The problem we have with GCSE, which I think Ofsted has cottoned on to, is that it is all too easy to tippex out the acronym GCSE on the exam papers and serve it up to KS3 students. Look at us, we are challenging the students. The exam board did this and gave us ‘KS3 friendly’ exam papers, which were watered down GCSE papers. As a result of this, some students are going to be beaten over head with the structure question for six whole years. How is the text structured to interest the reader? More like, how is the curriculum structured to interest the teacher (I mean the student)?

Those evil little exam questions and texts worm their way through KS3 and taint everything. They are questions to test the learning at the end of the teaching. Not at the beginning and the middle. They are not the curriculum and all too often they are the curriculum planners. The GCSEs are the end point. The time when, in theory, the knowledge and skills come to fruition.      

The problem comes when shifting to GCSE work from KS3. The time when you pointedly say numerous times that you are doing GCSE work now. You probably go all out and write GCSE several times on a PowerPoint slide - just so they get the idea that this is really, really, really GCSE work. Oh, and you adopt a serious tone to your speech.

This year I tried something with Year 9s and I am finding it quite useful for teachers and the department. I wanted students to get used to the reading demands of the GCSE exam papers from an early start, but at the same time I wanted to see what the students needed to focus on for Year 10 and Year 11. So, I decided to use the GCSE exam extracts in a multiple choice format.
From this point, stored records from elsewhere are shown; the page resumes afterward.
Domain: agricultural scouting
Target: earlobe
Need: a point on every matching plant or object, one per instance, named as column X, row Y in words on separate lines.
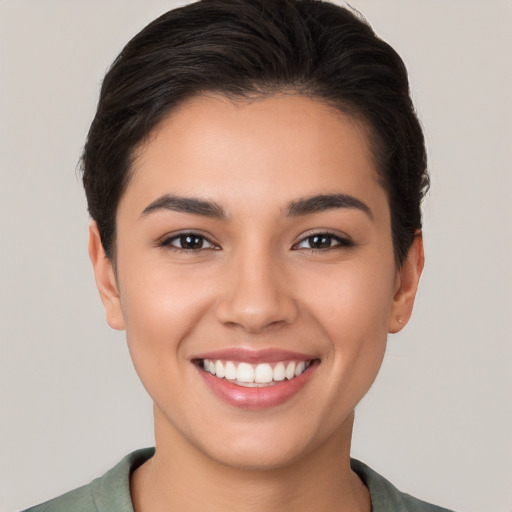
column 105, row 280
column 407, row 285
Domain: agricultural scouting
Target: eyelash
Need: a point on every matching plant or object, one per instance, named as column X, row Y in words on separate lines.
column 168, row 242
column 341, row 242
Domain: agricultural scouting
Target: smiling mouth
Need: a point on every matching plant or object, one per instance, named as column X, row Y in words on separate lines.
column 254, row 375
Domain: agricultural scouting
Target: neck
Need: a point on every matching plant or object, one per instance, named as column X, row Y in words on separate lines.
column 180, row 477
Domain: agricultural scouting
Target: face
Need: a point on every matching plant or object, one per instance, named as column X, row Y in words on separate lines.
column 255, row 277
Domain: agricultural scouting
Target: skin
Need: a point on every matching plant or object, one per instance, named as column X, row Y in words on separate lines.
column 259, row 284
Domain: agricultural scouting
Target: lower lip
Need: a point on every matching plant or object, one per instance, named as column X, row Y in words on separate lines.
column 257, row 398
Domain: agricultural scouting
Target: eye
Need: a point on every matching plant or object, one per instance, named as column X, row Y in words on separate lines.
column 323, row 241
column 188, row 242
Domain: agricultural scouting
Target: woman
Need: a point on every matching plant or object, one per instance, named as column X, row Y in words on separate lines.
column 254, row 174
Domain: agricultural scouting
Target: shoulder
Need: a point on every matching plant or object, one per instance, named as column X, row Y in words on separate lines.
column 386, row 497
column 77, row 500
column 109, row 493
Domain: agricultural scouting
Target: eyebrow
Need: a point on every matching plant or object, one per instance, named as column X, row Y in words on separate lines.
column 186, row 205
column 304, row 206
column 322, row 202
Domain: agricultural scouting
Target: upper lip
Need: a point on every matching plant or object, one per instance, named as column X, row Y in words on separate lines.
column 241, row 354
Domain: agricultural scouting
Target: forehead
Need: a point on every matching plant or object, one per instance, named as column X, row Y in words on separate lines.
column 274, row 148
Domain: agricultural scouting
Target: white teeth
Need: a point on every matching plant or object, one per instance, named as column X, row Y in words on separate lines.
column 245, row 374
column 263, row 373
column 290, row 371
column 230, row 371
column 279, row 372
column 219, row 369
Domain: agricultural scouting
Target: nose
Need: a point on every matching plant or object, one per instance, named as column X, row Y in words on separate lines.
column 257, row 295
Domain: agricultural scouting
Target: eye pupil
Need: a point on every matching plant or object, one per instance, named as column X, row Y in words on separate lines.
column 320, row 241
column 191, row 242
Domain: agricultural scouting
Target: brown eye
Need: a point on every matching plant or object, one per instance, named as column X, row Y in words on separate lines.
column 323, row 241
column 188, row 242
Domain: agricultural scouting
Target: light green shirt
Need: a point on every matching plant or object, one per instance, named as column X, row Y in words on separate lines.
column 111, row 492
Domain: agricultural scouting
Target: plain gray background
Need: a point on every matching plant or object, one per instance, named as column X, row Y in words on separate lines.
column 438, row 421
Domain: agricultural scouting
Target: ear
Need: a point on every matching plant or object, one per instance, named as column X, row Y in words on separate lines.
column 408, row 278
column 105, row 279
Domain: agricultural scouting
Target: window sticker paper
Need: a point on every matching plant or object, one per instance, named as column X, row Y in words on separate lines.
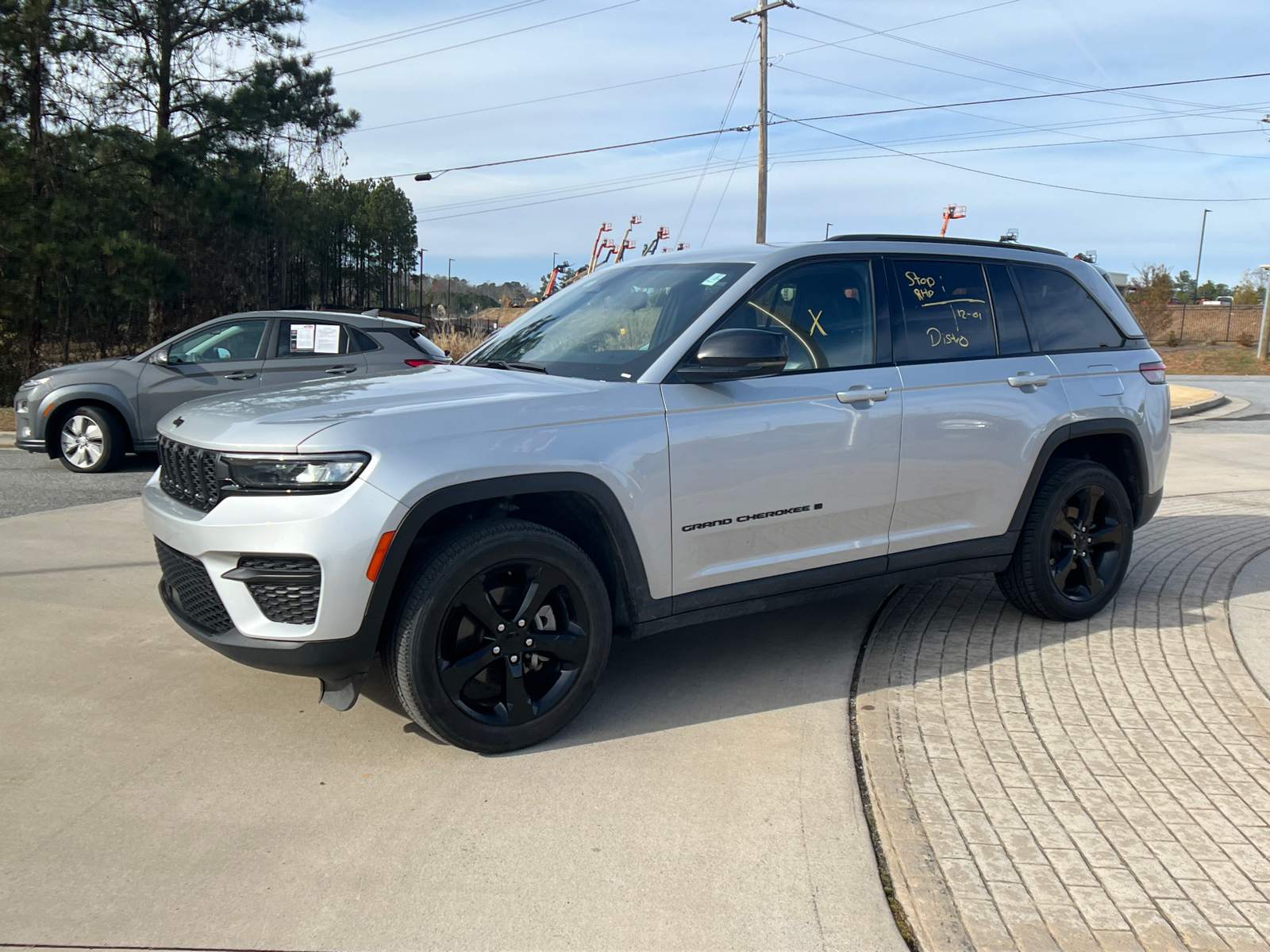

Instead of just giving students the GCSE questions or being kind and just giving students two of the four reading questions, I gave students the texts and thirty or so questions to work with. I wanted to analyse and view the skills and understanding students had.

The writing element of the GCSE questions is problematic and it can discourage students. A student can have a good understanding of the text, but if their writing isn’t good enough, then we’ll not see that level of understanding in their answers. Using MCQ allows me to separate the writing and the reading elements, which can help to motivate students when they see that they have understood the text and they understand that their writing is just the thing holding them back.

The process was pretty simple. The students did the test. Then, they marked each other’s test. Using a grid, they could see the areas of weakness. The beauty of the grid was it contained answers so it avoided the teacher reading out the answers one question at a time. There was no marking for the teacher, but lots of information. Information on word knowledge, summary skills, analysis etc. We then provided students with a PLC and tips on how to improve those key areas. Included on the sheet was the average mark for each area for the year group. Students then could see how they did in relation to others in the year.

The great thing about this process is that as a ‘step up’ to GCSE this was relatively easy and useful. It has been so effective that I am using it with our current Year 10s before they do a mock on Paper 2. They are going to do the MCQ test and then they’ll work through the real questions with an understanding where they might fall down with the reading skills and good understanding of the texts.   

 I have included the test and the resources used. This is based on November 2017 English Language Paper 2. The test is not perfect, but it is a starting point for us. I am still in the early stages of MCQ usage and, like all things, in time I’ll get better at them.